A NUMERICAL AND EXPERIMENTAL INVESTIGATION INTO THE CRACKING OF FIBRE REINFORCED CEMENTITIOUS MATERIALS

Adding short fibres to cementitious materials improves their resistance to cracking. The fibres introduce crack-bridging mechanisms that reduce cracking, improve post-fracture mechanical behaviour and increase toughness. The accurate and efficient prediction of cracking in quasi-brittle materials with numerical models is a long-standing challenge. A constitutive model for fibre reinforced cementitious composites based on continuum micromechanics solutions is presented. The model assumes a two-phase elastic composite, derived from an Eshelby solution and the Mori-Tanaka scheme [1], which comprises a matrix phase representing the mortar and spherical inclusions representing the coarse aggregate particles.
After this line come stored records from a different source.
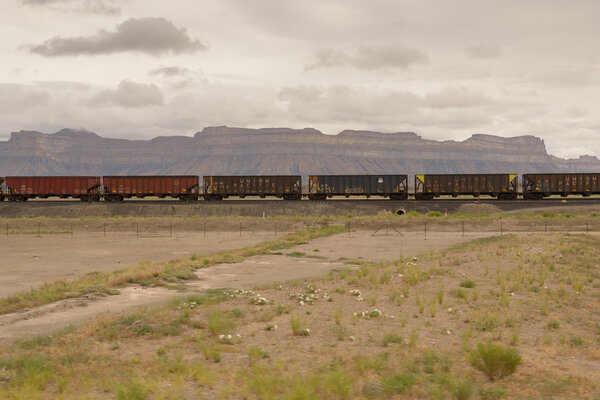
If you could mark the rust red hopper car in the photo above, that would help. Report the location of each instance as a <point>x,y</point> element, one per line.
<point>22,188</point>
<point>183,187</point>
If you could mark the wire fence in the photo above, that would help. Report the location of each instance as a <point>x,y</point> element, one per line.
<point>396,226</point>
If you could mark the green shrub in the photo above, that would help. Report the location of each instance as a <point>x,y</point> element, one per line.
<point>469,284</point>
<point>392,338</point>
<point>132,391</point>
<point>463,389</point>
<point>494,360</point>
<point>553,324</point>
<point>398,383</point>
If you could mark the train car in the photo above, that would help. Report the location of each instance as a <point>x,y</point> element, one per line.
<point>502,186</point>
<point>183,187</point>
<point>22,188</point>
<point>320,187</point>
<point>538,186</point>
<point>288,187</point>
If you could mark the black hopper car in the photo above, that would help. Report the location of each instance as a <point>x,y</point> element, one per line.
<point>320,187</point>
<point>502,186</point>
<point>287,187</point>
<point>538,186</point>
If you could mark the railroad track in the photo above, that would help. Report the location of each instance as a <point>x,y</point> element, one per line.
<point>453,202</point>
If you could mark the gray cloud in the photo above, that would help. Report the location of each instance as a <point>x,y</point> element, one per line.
<point>108,7</point>
<point>171,71</point>
<point>129,94</point>
<point>15,98</point>
<point>153,36</point>
<point>483,52</point>
<point>369,58</point>
<point>457,97</point>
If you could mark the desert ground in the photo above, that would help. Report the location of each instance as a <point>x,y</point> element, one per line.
<point>364,308</point>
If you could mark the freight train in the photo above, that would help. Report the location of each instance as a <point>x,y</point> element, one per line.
<point>289,187</point>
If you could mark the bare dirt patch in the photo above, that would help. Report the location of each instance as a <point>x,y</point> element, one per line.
<point>259,270</point>
<point>402,329</point>
<point>28,261</point>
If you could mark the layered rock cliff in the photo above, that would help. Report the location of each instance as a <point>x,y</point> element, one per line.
<point>234,151</point>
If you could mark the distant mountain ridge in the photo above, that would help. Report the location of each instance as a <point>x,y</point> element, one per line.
<point>236,151</point>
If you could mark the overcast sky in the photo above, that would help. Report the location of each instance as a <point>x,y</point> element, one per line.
<point>443,69</point>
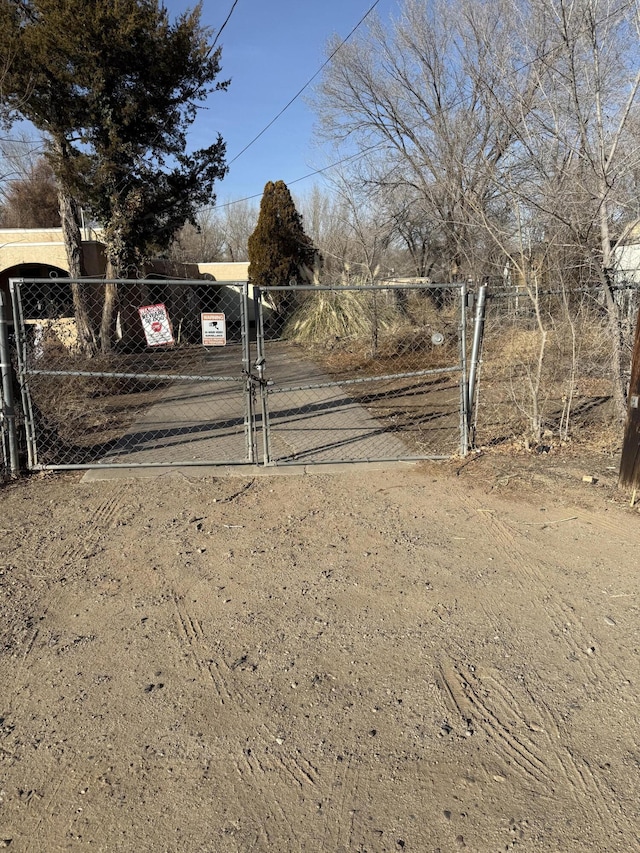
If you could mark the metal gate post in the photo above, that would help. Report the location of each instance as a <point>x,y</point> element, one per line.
<point>260,365</point>
<point>464,385</point>
<point>249,417</point>
<point>478,330</point>
<point>21,357</point>
<point>8,407</point>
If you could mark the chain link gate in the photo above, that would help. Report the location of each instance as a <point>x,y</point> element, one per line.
<point>362,373</point>
<point>340,374</point>
<point>154,395</point>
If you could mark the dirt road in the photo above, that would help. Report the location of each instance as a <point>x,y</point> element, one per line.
<point>375,661</point>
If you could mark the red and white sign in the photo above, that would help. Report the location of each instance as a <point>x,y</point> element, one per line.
<point>156,325</point>
<point>214,330</point>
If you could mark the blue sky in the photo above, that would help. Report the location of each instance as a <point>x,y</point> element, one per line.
<point>270,49</point>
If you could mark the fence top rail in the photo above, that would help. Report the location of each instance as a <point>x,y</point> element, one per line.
<point>379,285</point>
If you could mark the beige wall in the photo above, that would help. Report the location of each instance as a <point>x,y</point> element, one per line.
<point>45,246</point>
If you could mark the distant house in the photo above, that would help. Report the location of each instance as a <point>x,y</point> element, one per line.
<point>40,253</point>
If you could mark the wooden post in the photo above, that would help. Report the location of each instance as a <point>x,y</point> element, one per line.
<point>630,462</point>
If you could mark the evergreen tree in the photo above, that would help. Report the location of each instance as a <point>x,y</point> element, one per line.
<point>114,86</point>
<point>280,253</point>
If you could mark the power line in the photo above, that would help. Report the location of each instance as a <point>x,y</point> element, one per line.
<point>355,156</point>
<point>306,86</point>
<point>452,106</point>
<point>226,21</point>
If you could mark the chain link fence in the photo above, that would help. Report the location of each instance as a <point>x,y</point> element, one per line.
<point>362,373</point>
<point>131,373</point>
<point>546,375</point>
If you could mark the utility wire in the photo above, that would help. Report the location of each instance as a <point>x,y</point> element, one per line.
<point>226,21</point>
<point>306,86</point>
<point>452,106</point>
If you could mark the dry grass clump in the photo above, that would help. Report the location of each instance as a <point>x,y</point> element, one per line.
<point>344,315</point>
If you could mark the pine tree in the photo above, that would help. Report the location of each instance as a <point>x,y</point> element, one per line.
<point>114,86</point>
<point>280,253</point>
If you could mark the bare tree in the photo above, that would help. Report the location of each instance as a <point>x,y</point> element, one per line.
<point>412,92</point>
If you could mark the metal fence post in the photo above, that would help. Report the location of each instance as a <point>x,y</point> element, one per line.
<point>464,385</point>
<point>249,424</point>
<point>478,329</point>
<point>260,365</point>
<point>8,406</point>
<point>21,357</point>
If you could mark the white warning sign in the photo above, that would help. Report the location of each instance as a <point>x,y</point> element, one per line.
<point>214,330</point>
<point>156,325</point>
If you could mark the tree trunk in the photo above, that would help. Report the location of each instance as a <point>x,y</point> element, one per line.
<point>109,311</point>
<point>73,246</point>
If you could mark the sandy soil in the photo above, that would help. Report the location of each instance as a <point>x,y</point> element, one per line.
<point>429,659</point>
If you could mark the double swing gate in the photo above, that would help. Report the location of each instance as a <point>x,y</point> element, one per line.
<point>160,373</point>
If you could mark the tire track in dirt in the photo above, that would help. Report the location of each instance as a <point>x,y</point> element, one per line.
<point>529,744</point>
<point>502,724</point>
<point>581,646</point>
<point>114,509</point>
<point>575,776</point>
<point>266,766</point>
<point>339,819</point>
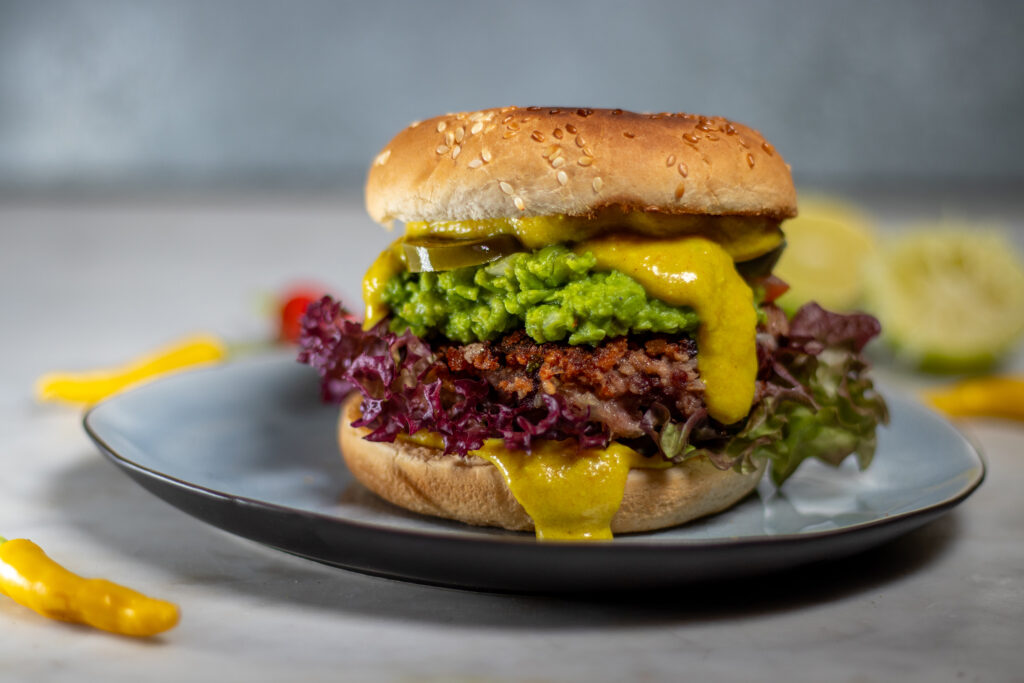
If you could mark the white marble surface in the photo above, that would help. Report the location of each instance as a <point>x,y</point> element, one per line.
<point>89,283</point>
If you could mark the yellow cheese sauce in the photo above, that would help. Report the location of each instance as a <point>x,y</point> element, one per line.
<point>697,272</point>
<point>742,237</point>
<point>570,495</point>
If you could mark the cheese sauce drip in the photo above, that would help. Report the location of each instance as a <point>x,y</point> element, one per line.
<point>742,237</point>
<point>697,272</point>
<point>570,495</point>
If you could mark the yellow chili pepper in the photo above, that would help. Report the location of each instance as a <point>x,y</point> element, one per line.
<point>90,387</point>
<point>993,396</point>
<point>30,578</point>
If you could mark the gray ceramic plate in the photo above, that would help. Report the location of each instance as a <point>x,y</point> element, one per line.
<point>249,447</point>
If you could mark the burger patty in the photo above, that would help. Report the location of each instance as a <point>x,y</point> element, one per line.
<point>615,383</point>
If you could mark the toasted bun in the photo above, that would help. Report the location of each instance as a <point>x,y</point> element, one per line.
<point>472,491</point>
<point>544,161</point>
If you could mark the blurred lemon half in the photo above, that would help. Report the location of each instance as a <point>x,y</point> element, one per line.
<point>826,248</point>
<point>949,297</point>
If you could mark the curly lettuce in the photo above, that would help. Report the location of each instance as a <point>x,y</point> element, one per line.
<point>817,400</point>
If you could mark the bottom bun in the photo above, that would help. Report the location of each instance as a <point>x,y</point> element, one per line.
<point>470,489</point>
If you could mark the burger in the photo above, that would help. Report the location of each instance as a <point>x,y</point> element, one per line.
<point>576,332</point>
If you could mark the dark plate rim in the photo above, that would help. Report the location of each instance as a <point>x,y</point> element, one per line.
<point>524,541</point>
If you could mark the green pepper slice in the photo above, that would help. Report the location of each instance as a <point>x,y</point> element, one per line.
<point>431,255</point>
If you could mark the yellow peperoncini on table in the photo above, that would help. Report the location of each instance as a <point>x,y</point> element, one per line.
<point>90,387</point>
<point>989,396</point>
<point>29,577</point>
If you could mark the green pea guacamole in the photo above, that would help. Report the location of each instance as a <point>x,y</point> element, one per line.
<point>553,293</point>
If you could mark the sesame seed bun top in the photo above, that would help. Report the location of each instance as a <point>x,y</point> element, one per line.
<point>546,161</point>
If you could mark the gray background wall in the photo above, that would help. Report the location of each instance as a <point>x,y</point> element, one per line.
<point>229,94</point>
Additionally, circular microcracks with various orientations are distributed within the matrix phase. An exterior point Eshelby based criterion is employed to model crack-initiation in the matrixinclusion interface. Microcrack surfaces are assumed to be rough and able to regain contact under both normal and shear displacements. Once cracks start to develop, the crack-bridging action of fibres is simulated using a local constitutive equation that accounts for the debonding and pull-out of fibres with different orientations [2]. It is shown that the combination of the rough microcrack and fibre-bridging sub-models allows microcracking behaviour deriving from both tensile and compressive loads to be modelled in a unified manner. Numerical results obtained with the proposed micromechanical constitutive model are compared with experimental data. Good correlation between numerical and experimental responses demonstrates the potential of the model to capture key characteristics of the mechanical behaviour of fibre reinforced cementitious composites. Furthermore, the performance of the model when implemented in a finite element code is assessed. Finite element predictions are compared against experimental results from a series of flexural tests on fibre reinforced concrete beams in which the development and evolution of cracks was tracked on the surface of the specimens using Digital Image Correlation (DIC) equipment.